From Seven.com.au (via Iwantmedia): "Prime Minister John Howard has skipped an official reception for Bill Clinton's anti-poverty Global Initiative in New York in favour of a private dinner with media mogul Rupert Murdoch.

"With Manhattan traffic in gridlock because of this week's United Nations summit, Mr Howard does not have time to attend both functions and chose the News Corp owner over the former US president."

And from Reuters, "Venezuelan President Hugo Chavez provided a rare moment of drama at the tightly choreographed summit with a tirade against the United States from the podium. He refused to keep to his allotted five minutes, saying Bush had been allowed 15."

Tightly choreographed? Pshaw. Did you see Kofi Annan's sloppy soft-shoe tap dance number around the Human Rights Council? From Russia's Novosti News: "A fierce clash of interests watered down the radical initial draft of the UN reform, behind which Annan threw all of his substantial weight. The resulting final document presented for approval to the General Assembly was smoothed over to please all the member states.

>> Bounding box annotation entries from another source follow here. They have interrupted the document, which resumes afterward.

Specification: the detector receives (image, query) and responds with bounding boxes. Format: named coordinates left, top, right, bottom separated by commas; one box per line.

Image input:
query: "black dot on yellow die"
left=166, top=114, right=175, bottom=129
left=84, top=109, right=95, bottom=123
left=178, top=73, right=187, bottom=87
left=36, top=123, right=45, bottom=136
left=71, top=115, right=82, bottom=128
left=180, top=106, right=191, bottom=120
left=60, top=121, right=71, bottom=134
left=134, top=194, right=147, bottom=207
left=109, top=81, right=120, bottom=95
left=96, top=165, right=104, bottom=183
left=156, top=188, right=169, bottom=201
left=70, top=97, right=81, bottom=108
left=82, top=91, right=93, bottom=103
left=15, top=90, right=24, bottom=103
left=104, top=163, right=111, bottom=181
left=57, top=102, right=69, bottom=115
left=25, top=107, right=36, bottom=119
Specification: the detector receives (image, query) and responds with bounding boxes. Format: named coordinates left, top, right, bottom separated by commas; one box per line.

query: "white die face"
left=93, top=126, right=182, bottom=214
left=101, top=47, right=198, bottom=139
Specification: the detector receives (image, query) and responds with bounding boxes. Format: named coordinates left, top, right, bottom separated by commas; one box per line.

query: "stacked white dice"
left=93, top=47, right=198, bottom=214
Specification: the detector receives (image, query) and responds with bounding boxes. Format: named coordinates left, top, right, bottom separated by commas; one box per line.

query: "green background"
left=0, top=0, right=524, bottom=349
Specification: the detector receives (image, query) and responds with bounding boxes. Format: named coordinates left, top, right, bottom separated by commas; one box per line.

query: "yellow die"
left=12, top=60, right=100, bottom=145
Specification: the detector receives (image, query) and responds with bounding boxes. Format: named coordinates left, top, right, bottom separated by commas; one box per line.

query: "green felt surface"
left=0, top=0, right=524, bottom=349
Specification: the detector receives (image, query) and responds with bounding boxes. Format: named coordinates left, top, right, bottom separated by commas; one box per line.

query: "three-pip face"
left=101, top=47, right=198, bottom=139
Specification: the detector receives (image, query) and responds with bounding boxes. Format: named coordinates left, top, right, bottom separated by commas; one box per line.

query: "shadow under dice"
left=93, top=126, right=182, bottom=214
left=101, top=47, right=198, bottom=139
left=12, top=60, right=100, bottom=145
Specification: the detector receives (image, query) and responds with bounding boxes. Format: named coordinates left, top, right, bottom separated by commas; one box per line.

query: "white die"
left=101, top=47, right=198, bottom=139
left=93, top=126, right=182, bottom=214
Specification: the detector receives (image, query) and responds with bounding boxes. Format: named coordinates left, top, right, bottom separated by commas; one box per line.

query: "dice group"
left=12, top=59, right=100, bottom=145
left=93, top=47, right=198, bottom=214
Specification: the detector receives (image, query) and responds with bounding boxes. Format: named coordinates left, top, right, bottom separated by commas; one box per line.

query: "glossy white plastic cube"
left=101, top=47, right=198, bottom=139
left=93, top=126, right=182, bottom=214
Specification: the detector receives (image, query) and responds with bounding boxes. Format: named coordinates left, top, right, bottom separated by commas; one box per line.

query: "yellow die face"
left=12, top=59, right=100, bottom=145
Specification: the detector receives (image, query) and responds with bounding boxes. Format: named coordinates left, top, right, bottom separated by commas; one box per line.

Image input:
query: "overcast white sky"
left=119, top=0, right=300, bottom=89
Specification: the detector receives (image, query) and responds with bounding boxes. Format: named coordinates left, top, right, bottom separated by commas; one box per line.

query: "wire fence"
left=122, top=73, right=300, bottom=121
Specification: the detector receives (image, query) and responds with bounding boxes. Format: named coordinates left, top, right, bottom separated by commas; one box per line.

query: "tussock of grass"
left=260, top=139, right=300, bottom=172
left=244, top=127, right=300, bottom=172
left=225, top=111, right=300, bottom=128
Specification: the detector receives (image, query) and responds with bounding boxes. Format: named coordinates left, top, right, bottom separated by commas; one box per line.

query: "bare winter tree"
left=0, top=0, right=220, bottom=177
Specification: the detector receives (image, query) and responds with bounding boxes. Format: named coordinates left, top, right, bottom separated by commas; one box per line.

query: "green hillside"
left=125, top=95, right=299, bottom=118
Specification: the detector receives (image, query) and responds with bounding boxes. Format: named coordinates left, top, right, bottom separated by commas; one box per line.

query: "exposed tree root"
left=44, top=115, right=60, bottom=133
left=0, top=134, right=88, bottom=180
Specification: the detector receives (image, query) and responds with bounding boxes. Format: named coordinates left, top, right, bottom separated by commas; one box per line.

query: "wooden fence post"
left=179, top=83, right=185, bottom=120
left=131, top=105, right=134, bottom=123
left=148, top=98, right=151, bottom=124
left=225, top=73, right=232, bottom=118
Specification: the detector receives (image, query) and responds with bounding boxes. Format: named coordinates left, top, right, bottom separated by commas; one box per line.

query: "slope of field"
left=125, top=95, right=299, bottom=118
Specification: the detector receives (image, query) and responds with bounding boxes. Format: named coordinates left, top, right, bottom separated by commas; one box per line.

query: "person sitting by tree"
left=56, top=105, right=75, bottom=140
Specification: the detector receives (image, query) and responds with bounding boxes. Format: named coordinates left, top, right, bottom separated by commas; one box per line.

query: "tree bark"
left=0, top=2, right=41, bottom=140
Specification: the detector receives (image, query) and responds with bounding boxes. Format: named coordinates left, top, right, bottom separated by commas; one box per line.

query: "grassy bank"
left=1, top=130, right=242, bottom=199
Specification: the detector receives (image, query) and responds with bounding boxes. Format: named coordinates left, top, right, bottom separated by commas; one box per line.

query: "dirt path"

"Kofi Annan recalled at his September 13 press conference that the Russian ambassador [Sergei Lavrov, currently the Foreign Minister of Russia] once told him: 'What are you complaining about? You've had more time than God when he was creating the world.' 'And I explained to him,' the UN Secretary General said, 'that God had one big advantage: He worked alone, without the General Assembly and the Security Council and the Committees.'"

(Averted Gaze) You'd better work on your material, Kofi; and, while you're holed up in comedy detention, drop the "God" comparisons.

From the Washington Post: "After 10 years of debate, Secretary-General Kofi Annan had urged members in March to decide on council enlargement before their leaders arrived for this week's three-day summit. But it proved impossible and left the United Nations so polarized that it affected negotiations on the final document. In the end, it was watered-down significantly before an agreement was reached on the eve of the summit.

"There is strong support for enlarging the Security Council to reflect the world today rather than the global power structure after World War II when the United Nations was created. But all previous attempts have failed because national and regional rivalries blocked agreement on the size and composition of an expanded council _ and the latest effort fell into the same trap.

"Nonetheless, the so-called Group of Four -- Brazil, Germany, India and Japan -- that aspire to permanent seats on an expanded council have not given up."

This from the Financial Times: "Washington is seeking to impose fresh sanctions against Damascus and is searching for potential alternatives to the country's current ruler. Some US officials are believed to be considering holding a meeting with Mr Assad's uncle Rifaat, a rival who lives in exile and is unpopular at home. This week Zalmay Khalilzad, the US envoy to Iraq, warned that US patience with Syria was 'running out.'

"'This administration is determined to push Bashar al-Assad out of office. It is working with Syrian opposition [members] in exile and, it would seem, Rifaat al-Assad, to bring this about,' said Flynt Leverett, a former administration official and expert on Syria."

Good riddance to old trash, say we. And, from Reuters: "Rwandan President Paul Kagame ... who was in Atlanta to receive the Andrew Young Medal for Capitalism and Social Progress, said removing the debt burden was not enough to spur economic growth in developing nations.
Expanding trade with the United States and other richer nations is critical to Africa's development, Kagame said as he sat next to Young, a former U.S. ambassador to the United Nations and a key figure in the U.S civil rights movement.